Should You Refinance Your Mortgage?

March 30th, 2016

Mortgage interest rates are at historically low levels, leaving many people to wonder if they should refinance their mortgage. But someone shouldn't refinance based solely on interest rates. Like any major financial decision, it has both pros and cons.

What exactly does refinancing your mortgage involve? Refinancing your mortgage means that you end your original mortgage and then take out a new one. Since it’s a brand new mortgage, you'll be able to get a new interest rate and set different terms like the length of the loan.

You can also choose whether or not you want an adjustable-rate mortgage (ARM) or a fixed rate mortgage. A fixed rate loan will have the same interest rate for your entire mortgage. An ARM's interest rate can change from year to year.

Here are a few things you should consider when deciding whether to refinance or not:

Closing costs

There is a general rule of thumb that you should refinance your mortgage if your interest rate will decrease by 1 percent or more.

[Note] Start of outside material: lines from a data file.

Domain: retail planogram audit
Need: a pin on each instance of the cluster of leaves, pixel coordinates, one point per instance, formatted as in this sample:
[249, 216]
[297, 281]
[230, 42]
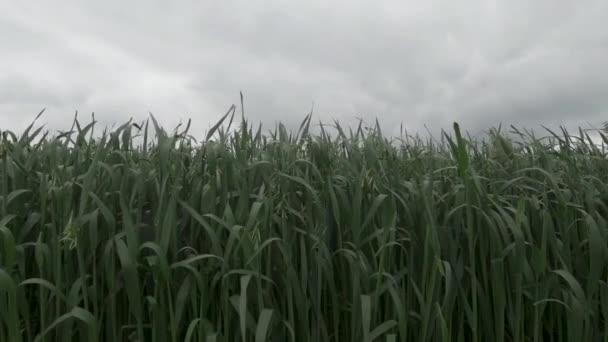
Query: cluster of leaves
[301, 237]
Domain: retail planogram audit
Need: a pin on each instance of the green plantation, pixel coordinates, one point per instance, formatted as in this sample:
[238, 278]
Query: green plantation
[316, 234]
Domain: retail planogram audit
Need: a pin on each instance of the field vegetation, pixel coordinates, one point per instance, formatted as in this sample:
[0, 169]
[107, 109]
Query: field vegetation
[140, 234]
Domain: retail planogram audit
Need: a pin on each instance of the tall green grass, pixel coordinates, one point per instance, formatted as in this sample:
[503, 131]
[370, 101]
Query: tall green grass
[335, 236]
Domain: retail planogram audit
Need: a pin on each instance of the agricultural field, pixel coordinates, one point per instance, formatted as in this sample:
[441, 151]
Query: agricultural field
[342, 234]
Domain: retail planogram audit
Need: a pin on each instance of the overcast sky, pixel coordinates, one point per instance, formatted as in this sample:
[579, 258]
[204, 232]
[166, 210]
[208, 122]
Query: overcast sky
[478, 62]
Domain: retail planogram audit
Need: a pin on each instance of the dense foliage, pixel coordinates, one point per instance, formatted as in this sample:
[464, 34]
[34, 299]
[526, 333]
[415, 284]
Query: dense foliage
[252, 236]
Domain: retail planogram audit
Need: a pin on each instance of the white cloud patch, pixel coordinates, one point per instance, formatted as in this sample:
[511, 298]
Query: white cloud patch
[477, 62]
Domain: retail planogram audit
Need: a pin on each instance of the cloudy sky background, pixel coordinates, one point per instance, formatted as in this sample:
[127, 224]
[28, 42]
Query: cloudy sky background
[478, 62]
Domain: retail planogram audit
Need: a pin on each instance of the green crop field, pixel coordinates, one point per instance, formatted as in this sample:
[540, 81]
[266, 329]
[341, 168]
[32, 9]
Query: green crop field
[320, 234]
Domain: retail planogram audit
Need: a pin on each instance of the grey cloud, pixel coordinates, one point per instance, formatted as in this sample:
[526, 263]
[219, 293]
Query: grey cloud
[417, 63]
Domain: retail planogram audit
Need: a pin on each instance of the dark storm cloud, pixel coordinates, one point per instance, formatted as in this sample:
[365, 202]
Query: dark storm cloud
[418, 63]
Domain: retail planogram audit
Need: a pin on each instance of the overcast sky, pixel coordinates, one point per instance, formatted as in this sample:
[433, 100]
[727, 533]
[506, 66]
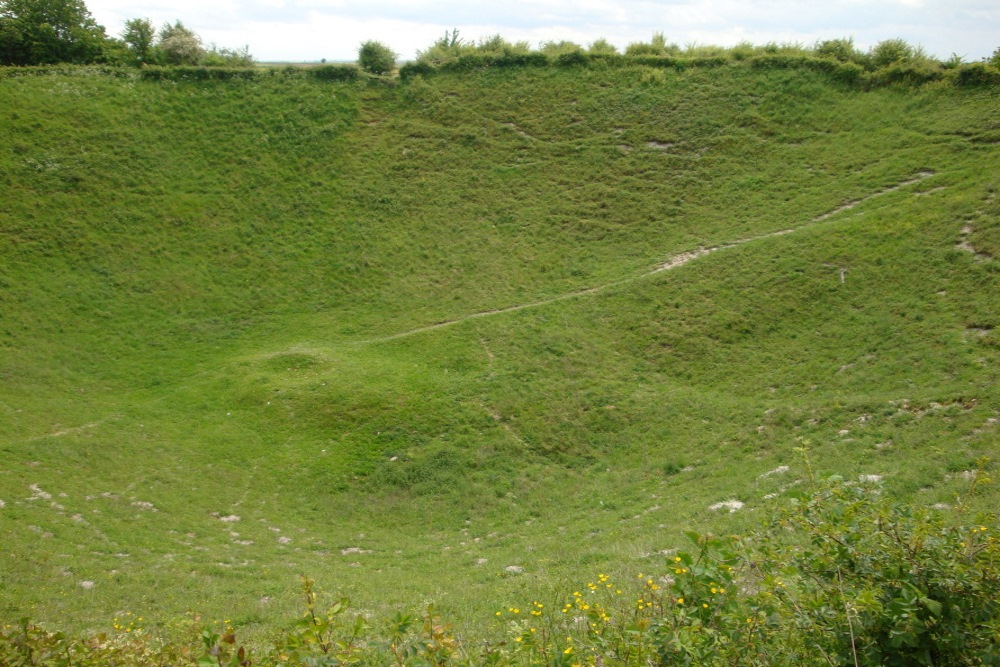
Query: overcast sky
[308, 30]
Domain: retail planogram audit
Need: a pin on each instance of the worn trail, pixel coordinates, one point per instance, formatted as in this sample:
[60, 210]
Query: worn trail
[672, 263]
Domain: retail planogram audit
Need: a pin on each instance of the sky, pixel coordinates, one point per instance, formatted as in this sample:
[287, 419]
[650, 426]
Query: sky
[310, 30]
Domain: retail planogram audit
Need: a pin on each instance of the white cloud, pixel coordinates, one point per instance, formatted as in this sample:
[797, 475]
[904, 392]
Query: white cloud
[304, 30]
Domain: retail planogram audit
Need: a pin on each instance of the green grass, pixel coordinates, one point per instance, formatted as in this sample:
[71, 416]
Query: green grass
[199, 283]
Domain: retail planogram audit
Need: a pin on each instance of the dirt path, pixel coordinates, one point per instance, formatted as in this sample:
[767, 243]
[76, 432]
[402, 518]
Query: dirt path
[671, 263]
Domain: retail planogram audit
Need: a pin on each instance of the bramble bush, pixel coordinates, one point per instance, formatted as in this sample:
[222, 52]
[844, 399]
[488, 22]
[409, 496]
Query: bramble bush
[376, 58]
[839, 575]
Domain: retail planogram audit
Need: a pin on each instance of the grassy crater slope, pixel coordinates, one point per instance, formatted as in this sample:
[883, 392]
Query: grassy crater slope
[219, 365]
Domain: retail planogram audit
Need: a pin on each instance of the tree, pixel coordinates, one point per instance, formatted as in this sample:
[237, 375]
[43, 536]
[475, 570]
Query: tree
[139, 35]
[34, 32]
[376, 58]
[180, 45]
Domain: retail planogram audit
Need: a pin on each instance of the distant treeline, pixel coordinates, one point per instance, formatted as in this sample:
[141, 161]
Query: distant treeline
[55, 32]
[48, 32]
[890, 61]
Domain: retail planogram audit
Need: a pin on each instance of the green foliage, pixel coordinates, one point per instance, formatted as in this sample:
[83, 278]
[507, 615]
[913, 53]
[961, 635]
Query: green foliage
[242, 278]
[35, 32]
[140, 36]
[977, 74]
[217, 56]
[376, 58]
[602, 47]
[657, 46]
[893, 52]
[556, 49]
[841, 573]
[840, 49]
[335, 72]
[179, 45]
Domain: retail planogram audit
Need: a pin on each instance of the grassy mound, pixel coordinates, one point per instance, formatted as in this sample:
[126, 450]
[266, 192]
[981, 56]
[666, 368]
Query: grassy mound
[457, 339]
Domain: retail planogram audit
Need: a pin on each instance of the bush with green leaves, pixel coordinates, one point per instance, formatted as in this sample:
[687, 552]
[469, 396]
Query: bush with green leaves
[840, 49]
[376, 58]
[37, 32]
[839, 575]
[892, 51]
[657, 46]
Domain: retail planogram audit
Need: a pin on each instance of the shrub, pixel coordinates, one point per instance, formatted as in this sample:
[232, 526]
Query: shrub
[334, 72]
[376, 58]
[178, 45]
[976, 74]
[893, 51]
[657, 46]
[602, 47]
[416, 68]
[839, 49]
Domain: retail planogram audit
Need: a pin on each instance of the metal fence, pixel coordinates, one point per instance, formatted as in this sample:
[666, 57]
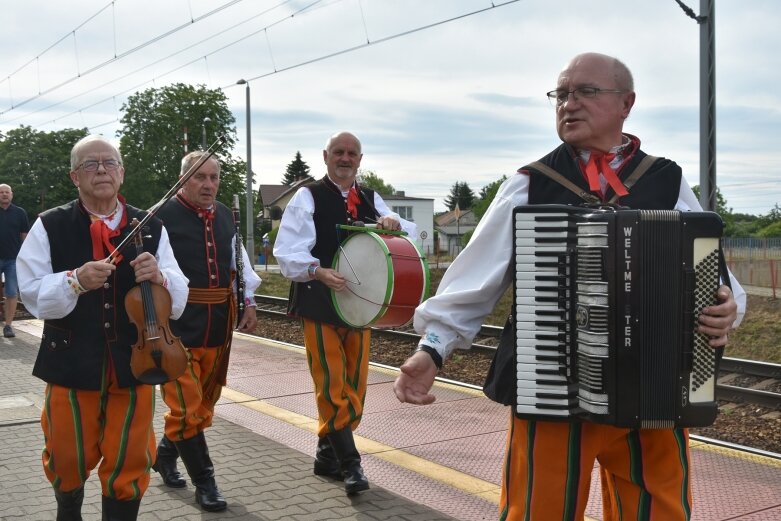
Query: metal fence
[748, 248]
[754, 262]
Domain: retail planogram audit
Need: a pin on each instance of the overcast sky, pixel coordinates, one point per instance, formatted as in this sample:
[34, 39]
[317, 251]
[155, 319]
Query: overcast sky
[462, 100]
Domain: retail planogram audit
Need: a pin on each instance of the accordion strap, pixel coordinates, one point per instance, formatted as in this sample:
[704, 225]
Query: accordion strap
[638, 172]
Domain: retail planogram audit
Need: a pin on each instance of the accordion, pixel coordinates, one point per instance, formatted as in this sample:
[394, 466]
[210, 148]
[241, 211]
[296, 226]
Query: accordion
[605, 312]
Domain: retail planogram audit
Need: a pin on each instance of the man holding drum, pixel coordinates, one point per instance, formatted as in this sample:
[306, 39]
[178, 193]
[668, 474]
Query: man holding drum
[547, 472]
[307, 241]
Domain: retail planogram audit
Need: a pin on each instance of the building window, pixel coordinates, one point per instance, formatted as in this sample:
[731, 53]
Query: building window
[405, 212]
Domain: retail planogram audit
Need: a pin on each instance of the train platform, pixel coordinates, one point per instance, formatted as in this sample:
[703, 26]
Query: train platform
[436, 462]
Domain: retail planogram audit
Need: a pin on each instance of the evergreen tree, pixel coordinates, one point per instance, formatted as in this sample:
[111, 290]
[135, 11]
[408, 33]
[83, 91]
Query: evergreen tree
[151, 141]
[460, 195]
[296, 169]
[487, 194]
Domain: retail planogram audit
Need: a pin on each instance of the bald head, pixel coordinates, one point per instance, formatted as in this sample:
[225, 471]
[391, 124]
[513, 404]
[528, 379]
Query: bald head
[342, 137]
[342, 157]
[615, 68]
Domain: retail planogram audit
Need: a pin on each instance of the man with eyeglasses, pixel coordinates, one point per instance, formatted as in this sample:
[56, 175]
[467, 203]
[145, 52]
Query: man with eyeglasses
[547, 473]
[13, 230]
[203, 237]
[95, 412]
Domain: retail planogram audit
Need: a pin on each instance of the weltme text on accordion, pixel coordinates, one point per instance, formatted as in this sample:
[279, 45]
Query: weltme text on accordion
[605, 310]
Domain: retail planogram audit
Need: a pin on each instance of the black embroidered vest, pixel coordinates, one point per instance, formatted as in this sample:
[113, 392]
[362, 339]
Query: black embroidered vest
[75, 349]
[312, 299]
[203, 252]
[657, 189]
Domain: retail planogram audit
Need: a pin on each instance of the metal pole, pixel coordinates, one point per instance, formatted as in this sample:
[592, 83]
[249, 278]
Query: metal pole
[250, 244]
[204, 144]
[708, 184]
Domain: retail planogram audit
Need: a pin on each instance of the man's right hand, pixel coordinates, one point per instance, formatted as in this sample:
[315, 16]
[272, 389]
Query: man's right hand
[416, 379]
[331, 278]
[94, 274]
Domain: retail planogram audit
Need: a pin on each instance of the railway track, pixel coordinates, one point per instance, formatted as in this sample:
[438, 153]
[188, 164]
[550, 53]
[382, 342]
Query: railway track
[740, 381]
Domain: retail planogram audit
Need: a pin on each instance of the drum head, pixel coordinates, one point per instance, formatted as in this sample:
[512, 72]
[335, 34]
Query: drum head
[364, 261]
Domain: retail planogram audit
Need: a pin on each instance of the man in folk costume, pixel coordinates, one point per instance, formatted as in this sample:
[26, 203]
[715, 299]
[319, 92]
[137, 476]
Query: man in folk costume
[645, 472]
[96, 414]
[338, 355]
[204, 240]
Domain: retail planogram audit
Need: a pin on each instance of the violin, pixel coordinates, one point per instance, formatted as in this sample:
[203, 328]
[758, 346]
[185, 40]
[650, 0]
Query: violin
[158, 356]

However, you have to pay closing costs when you refinance your mortgage, which can cost thousands of dollars. The overall fees usually amount to about two to five percent of the cost of your house.

Think about how much your closing fees will be, and how long it will take you to repay them before refinancing.

These closing costs can include fees for:

Cost of mortgage payment

Possibly the biggest reason people refinance their loan when interest rates are low is to lower their monthly mortgage payments.

When trying to lower the cost of your mortgage payments through refinancing, think about how much your overall loan is. A one percent interest rate reduction will matter much more if you have a $600,000 loan than if you have a $200,000 loan.

And you'll need to factor in other considerations such as closing costs and how long you plan on staying in your house.

How long you're planning to own the house

When thinking about refinancing, how long you plan on staying in your house is one of the most important factors to consider. If you plan on leaving your house sooner than later, refinancing might not be a great idea.

To figure out if it makes sense, you should calculate your break-even point. Just like it sounds, this will tell you at what point you will break even between your closing costs and the amount of money you save with your lower mortgage payments.

There are several break-even calculators available for free online. A simple way to figure this out, though, is to take your refinance costs and divide it by your savings per month. This will tell you how many months it will take until you break even.

If you plan to move before the break-even point, you shouldn't refinance your mortgage.

Length of your mortgage

One reason to refinance your mortgage is to get a shorter term loan. For instance, you may currently have a 30-year mortgage, but if you refinance you can get a new mortgage with a 15-year term.

A shorter term mortgage means less interest, and ultimately is less costly. Keep in mind though, that you'll have larger mortgage payments each month.

Your credit score

Another reason to refinance your loan is if your credit score has improved since you obtained your last mortgage. As you’d expect, a person with a high credit score will typically get a lower interest rate than someone with a low credit score, other things being equal. If you have a score of 740 or more you are generally eligible for the best mortgage rates.

Keep in mind that if your credit score is lower than 620 it may be difficult for you to get a home loan at all.